ILO report: High unemployment rates to worsen despite optimistic economic outlook in Arab States

While many economies in the Arab States region continue their post-pandemic recovery, recovery of the labour market lags behind, requiring concerted efforts to intensify diversification and to create jobs in more resilient sectors, a new ILO report finds.

BEIRUT (ILO News) - The region's unemployment rate is expected to remain high at 9.8 per cent in 2024, above pre-pandemic levels, reflecting various factors that affect the region's labour markets such as segmentation, political instability, conflict, economic crises, a weak private sector and demographic pressures, a new report published by the ILO Regional Office for Arab States has found.

The report, titled “Arab States Employment and Social Outlook - Trends 2024: Promoting social justice through a just transition,” also projects that GDP in the region is expected to grow by 3.5 per cent in 2024, with faster growth in Gulf Cooperation Council (GCC) countries than in non-GCC countries (3.7 per cent versus 2.6 per cent).

Yet post-pandemic labour market recovery is lagging behind economic recovery, and decent jobs for the growing workforce remain scarce, maintains the report. In the GCC, there is a segmentation between nationals and migrants, and between public and private sectors. In the non-GCC states, there are issues of instability, conflict, crisis, a weak private sector and demographic pressures. In 2023, the ILO estimated that 17.5 million people in the region wanted to work but could not find a job, resulting in a jobs gap rate of 23.7 per cent.

“As the world marks World Day of Social Justice, we launch this analysis of employment and labour market trends in the region and identify ways to promote decent work and social justice in our region, especially through addressing inequalities and protecting workers,” said ILO Regional Director for Arab States Ruba Jaradat.

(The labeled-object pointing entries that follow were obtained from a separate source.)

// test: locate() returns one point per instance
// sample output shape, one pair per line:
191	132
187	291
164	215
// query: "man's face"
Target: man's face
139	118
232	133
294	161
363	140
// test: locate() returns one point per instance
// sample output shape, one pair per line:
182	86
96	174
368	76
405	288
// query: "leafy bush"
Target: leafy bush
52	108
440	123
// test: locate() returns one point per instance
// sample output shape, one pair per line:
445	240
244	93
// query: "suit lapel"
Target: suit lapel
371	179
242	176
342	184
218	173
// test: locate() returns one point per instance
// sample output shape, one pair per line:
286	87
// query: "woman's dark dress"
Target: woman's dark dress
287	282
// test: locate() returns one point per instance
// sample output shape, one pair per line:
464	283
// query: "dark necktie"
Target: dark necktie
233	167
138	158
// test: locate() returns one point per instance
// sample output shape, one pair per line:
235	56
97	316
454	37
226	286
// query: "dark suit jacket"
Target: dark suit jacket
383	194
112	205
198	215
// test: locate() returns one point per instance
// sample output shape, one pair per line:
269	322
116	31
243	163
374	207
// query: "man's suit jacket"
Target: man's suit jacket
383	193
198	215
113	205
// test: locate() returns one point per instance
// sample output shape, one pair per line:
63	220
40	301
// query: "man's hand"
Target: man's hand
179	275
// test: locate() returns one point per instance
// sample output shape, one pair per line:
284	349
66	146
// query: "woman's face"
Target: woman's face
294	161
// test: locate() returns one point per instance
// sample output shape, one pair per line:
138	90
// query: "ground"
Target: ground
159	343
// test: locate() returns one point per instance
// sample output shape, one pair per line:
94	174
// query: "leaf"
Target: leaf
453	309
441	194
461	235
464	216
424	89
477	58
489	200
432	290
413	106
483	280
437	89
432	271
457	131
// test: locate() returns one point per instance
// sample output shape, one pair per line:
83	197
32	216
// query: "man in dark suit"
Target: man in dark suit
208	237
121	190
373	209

“The labour market situation in the Arab States is complex and needs urgent action. We hope this report can help identify solutions to promote not only thriving and fair labour markets, but also peace and stability across our region,” Jaradat said.

With Arab States facing the dual challenge of boosting economic growth and creating more decent jobs for their growing labour force, the report identified a need to intensify attempts to diversify the economy, especially in oil-producing countries exposed to oil price fluctuations, and to create jobs in more resilient sectors, especially in countries affected by conflict and instability.

Labour market challenges

The report noted that many employment challenges in the region are rooted in the struggle of economies to generate enough high-quality jobs for those seeking employment. Consequently, more than half of the workers are in informal and insecure jobs, without social protection or other benefits. Working poverty affected 7.1 million workers, or 12.6 per cent of the total employment, in 2023. There are also significant challenges on the supply side. Inadequate education and skills development systems have resulted in a mismatch between the skills employers need and those

that workers can offer. This has contributed to the region’s high unemployment rates, even among those with higher education levels. Women, youth and migrant workers remain particularly disadvantaged in the labour market.

The report also spotlighted the region’s refugee crises, which pose significant challenges to labour markets. While Syria is the largest source of refugees in the world, Lebanon and Jordan

are major recipients, hosting the highest numbers of refugees per capita in the world. Refugees face difficulties finding jobs in their host countries, where they compete with locals for work, many resorting to working informally.

Equally concerning is the upsurge in internal displacement arising from conflict, violence and natural disasters. Syria, Yemen, Iraq and the Occupied Palestinian Territory face significant internal displacement crises, imposing tremendous strains on their resources and infrastructure.

The region also faces both the challenges and opportunities of environmental and climate change. The report found that, with the right green policies, the region could increase its GDP by US$200 billion and create 2 million more jobs by 2050. However, this requires implementing appropriate policies and measures to ensure a just transition that supports all affected individuals and leaves no one behind.

The way forward

“Promoting decent work, including in the green economy, plays a central role in advancing social justice, eliminating discrimination and ensuring that no one, irrespective of their age, sex, nationality or religion, is left behind,” said ILO Senior Employment Policy Specialist and Head of the Regional Economic and Social Analysis Unit, Tariq Haq, who led development of the report. “Concerted efforts and integrated measures need to consider both the supply and demand sides of the labour market, as well as the intermediation between them, and the report presents a set of policy recommendations to achieve this,” Haq said.

The recommendations include designing and implementing pro-employment and inclusive macroeconomic and sectoral policies, enabling factors for manufacturing and higher value- added services growth, improving the skills and education system and promoting lifelong learning. Further recommendations pertain to promoting the transition from the informal to the formal economy, bridging the gender gap, improving labour market information, addressing inequalities and protecting workers’ rights. The report also proposes an array of specific measures to encourage a just transition.

 

About the ILO: Advancing social justice, promoting decent work

The International Labour Organization is the United Nations agency for the world of work. We bring together governments, employers and workers to drive a human-centred approach to the future of work through employment creation, rights at work, social protection and social dialogue.